How to handle the characterisation of a violent misogynist – and the extent to which such men should be characterised at all – is a central challenge of victim-centric crime fiction. Milligan follows predecessors such as Knoll by leaving Kate’s abductor nameless, referring to him simply as ‘the Guy’. However, the Guy is a recognisable ‘type’: a gym-junkie and self-identified ‘bogan’, who sees women as types (namely, ‘bogans’ and ‘mods’). He is also recognisably dim, the kind of criminal who, after raping a woman, shoves her in his backseat without disposing of her cell phone.
Although the Guy’s lack of intelligence is not unrealistic – white male criminals often get away with a lot, through sheer force of privilege and police incompetence – it often detracts from his menace. It takes some suspension of belief to accept that a man who is capable of violating a woman just because she turned him down in a humiliating manner would baulk at killing her (see Margaret Atwood: ‘Men are afraid of women laughing at them. Women are afraid that men will kill them’). Likewise, Kate’s assurance of her intellectual and cultural superiority seems somewhat overstated, within the context (she bristles at being offered Pringles to eat while starving, for example).
Moreover, Kate’s sense of cultural superiority introduces a shadow of classism, which extends beyond the Guy. Kate is what the Guy calls a ‘mod’ (basically, a chick who reads and listens to Morrissey) – a type that he considers to be above his station, unlike his ex or the stripper that he has previously assaulted. Although these hierarchies undeniably exist in society, and impact the ways that crimes are investigated, prosecuted, and portrayed in the media, their persistence in the mind of Milligan’s heroine is relatively unexamined. There are some striking moments in which Kate reflects on the optics of victimhood, such as her difficulty finding a photo of a brutalised nineteen-year-old that ‘didn’t make the poor thing look comical and vain’. I can’t help thinking that there is a more interesting novel nesting within Pheasants Nest, one that expands on these moments to critique the ways that the inner-city media elite may be complicit in the construction of some victims as more worthy of justice and compassion than others.

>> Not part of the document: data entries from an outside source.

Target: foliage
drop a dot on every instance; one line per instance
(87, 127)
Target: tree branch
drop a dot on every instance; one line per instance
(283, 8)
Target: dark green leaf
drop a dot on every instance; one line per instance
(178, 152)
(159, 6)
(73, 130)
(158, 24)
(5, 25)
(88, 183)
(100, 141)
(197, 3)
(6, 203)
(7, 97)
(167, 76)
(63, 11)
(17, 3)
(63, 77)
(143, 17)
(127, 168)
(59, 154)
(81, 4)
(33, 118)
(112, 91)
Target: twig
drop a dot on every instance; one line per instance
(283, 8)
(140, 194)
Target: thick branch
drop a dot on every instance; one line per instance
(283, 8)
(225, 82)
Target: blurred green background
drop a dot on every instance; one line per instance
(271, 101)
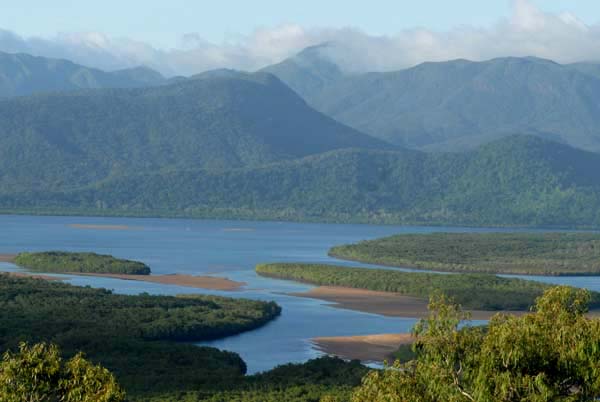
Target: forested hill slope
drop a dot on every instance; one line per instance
(519, 180)
(58, 141)
(455, 105)
(22, 74)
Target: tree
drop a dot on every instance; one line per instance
(38, 374)
(550, 354)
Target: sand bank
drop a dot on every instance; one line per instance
(7, 257)
(201, 282)
(383, 303)
(366, 348)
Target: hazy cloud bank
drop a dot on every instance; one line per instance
(529, 31)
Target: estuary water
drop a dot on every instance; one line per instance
(228, 249)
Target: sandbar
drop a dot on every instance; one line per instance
(201, 282)
(366, 348)
(383, 303)
(7, 257)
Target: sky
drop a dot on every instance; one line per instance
(187, 37)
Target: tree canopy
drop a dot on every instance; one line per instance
(37, 373)
(551, 354)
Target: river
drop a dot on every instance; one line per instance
(229, 249)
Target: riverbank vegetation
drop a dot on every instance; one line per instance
(549, 355)
(504, 253)
(39, 373)
(306, 382)
(135, 337)
(65, 262)
(472, 291)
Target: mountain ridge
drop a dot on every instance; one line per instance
(22, 74)
(516, 181)
(459, 104)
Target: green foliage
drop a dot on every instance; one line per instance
(37, 373)
(306, 382)
(66, 141)
(503, 253)
(516, 181)
(60, 261)
(473, 291)
(133, 336)
(551, 354)
(453, 105)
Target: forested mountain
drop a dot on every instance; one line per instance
(23, 74)
(62, 141)
(455, 105)
(519, 180)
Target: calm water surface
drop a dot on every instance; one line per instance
(229, 249)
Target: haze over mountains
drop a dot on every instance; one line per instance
(233, 144)
(454, 105)
(225, 122)
(23, 74)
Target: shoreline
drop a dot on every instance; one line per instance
(8, 258)
(383, 303)
(366, 348)
(191, 281)
(32, 276)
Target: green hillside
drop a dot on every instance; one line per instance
(23, 74)
(515, 181)
(64, 141)
(454, 105)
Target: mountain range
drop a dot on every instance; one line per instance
(23, 74)
(246, 145)
(454, 105)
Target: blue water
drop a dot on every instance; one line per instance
(229, 249)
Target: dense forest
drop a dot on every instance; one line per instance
(472, 291)
(306, 382)
(66, 262)
(550, 354)
(136, 337)
(501, 253)
(516, 181)
(64, 141)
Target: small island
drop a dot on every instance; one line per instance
(493, 253)
(68, 262)
(409, 291)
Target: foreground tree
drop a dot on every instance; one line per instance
(38, 374)
(551, 354)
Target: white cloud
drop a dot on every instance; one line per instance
(528, 32)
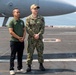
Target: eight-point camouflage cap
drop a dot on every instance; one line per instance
(33, 6)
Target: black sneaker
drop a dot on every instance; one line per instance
(41, 67)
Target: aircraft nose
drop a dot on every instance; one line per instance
(55, 7)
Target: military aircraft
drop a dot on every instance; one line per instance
(47, 7)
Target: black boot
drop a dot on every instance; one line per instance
(28, 68)
(41, 67)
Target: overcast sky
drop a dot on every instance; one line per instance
(71, 1)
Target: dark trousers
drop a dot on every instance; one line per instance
(16, 47)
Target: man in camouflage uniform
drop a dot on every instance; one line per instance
(35, 28)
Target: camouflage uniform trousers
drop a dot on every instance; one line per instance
(32, 44)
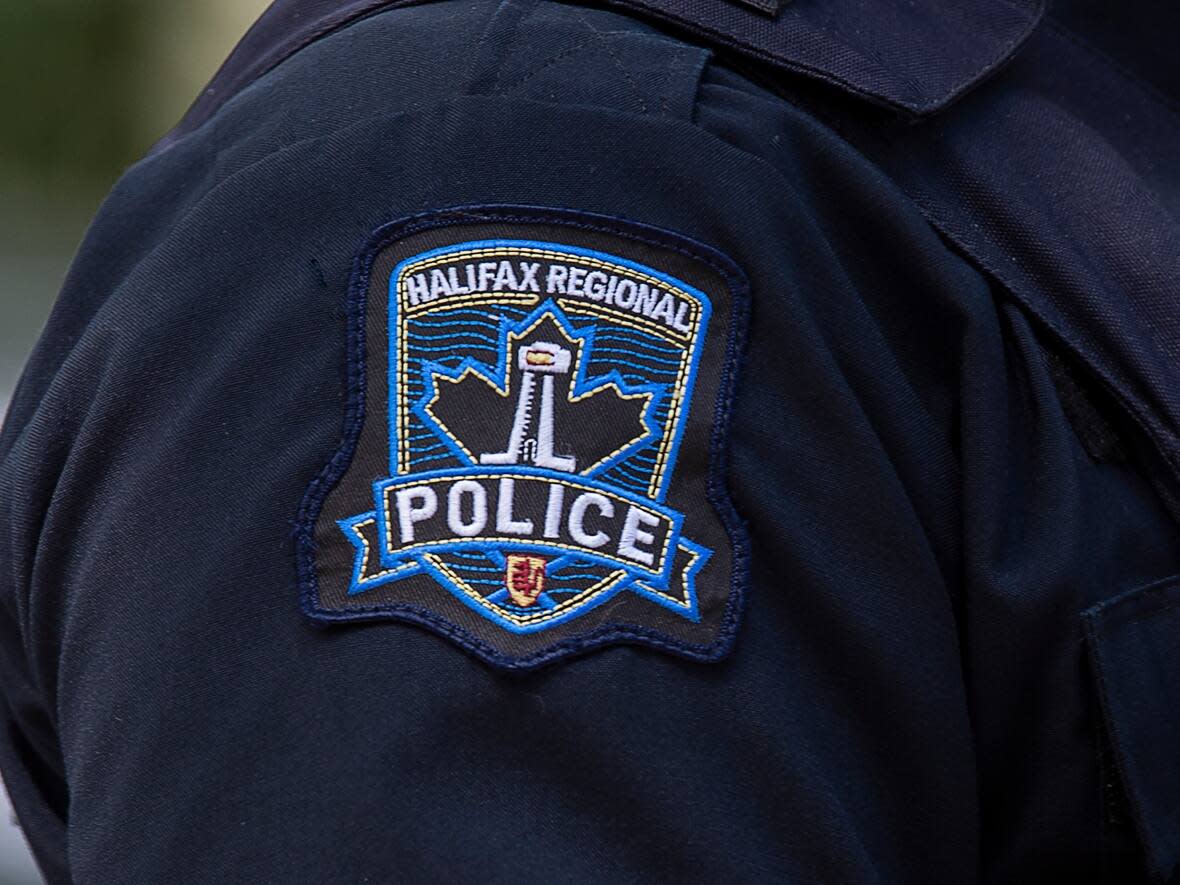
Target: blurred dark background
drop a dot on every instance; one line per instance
(89, 86)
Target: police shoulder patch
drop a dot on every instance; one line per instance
(533, 453)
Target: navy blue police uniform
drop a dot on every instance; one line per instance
(513, 440)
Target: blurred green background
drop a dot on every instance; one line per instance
(89, 86)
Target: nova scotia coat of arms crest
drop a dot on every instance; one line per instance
(539, 472)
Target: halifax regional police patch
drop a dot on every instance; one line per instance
(532, 461)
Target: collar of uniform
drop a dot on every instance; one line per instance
(917, 57)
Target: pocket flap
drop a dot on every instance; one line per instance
(1134, 644)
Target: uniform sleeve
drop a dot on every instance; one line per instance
(182, 706)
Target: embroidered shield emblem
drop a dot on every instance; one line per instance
(544, 438)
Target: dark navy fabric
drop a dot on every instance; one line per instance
(957, 656)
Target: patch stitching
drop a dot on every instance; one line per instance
(354, 415)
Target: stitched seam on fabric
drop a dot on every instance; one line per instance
(910, 105)
(618, 61)
(1110, 721)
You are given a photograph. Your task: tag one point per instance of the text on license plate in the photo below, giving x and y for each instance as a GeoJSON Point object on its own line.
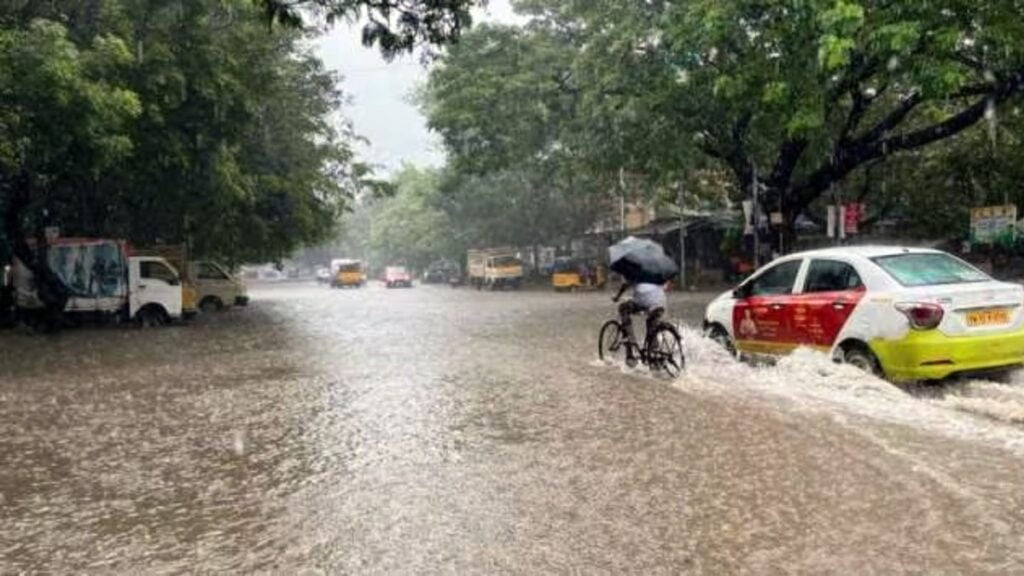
{"type": "Point", "coordinates": [988, 317]}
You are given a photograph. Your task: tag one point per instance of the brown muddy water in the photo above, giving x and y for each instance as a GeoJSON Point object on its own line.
{"type": "Point", "coordinates": [441, 430]}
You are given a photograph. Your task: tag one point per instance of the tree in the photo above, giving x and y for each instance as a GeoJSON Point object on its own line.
{"type": "Point", "coordinates": [392, 27]}
{"type": "Point", "coordinates": [505, 104]}
{"type": "Point", "coordinates": [808, 91]}
{"type": "Point", "coordinates": [409, 228]}
{"type": "Point", "coordinates": [65, 120]}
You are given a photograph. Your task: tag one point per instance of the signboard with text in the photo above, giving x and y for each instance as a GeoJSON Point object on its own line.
{"type": "Point", "coordinates": [993, 224]}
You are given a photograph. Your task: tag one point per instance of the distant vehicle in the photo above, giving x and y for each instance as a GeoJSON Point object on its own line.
{"type": "Point", "coordinates": [905, 314]}
{"type": "Point", "coordinates": [347, 274]}
{"type": "Point", "coordinates": [397, 277]}
{"type": "Point", "coordinates": [217, 288]}
{"type": "Point", "coordinates": [270, 275]}
{"type": "Point", "coordinates": [324, 275]}
{"type": "Point", "coordinates": [495, 269]}
{"type": "Point", "coordinates": [440, 272]}
{"type": "Point", "coordinates": [103, 280]}
{"type": "Point", "coordinates": [177, 255]}
{"type": "Point", "coordinates": [577, 274]}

Nevertheless, Milligan’s efforts to raise up her victim-protagonist and those most impacted by her abduction are commendable, and an improvement on narratives that implicitly lionise violent men by presenting them as more mysterious and crafty than they actually are. Pheasants Nest also poses some important questions with regards to sexual desire in the wake of violation, through the space it gives to Kate and Liam’s rose-tinted relationship, though these questions remain largely unresolved.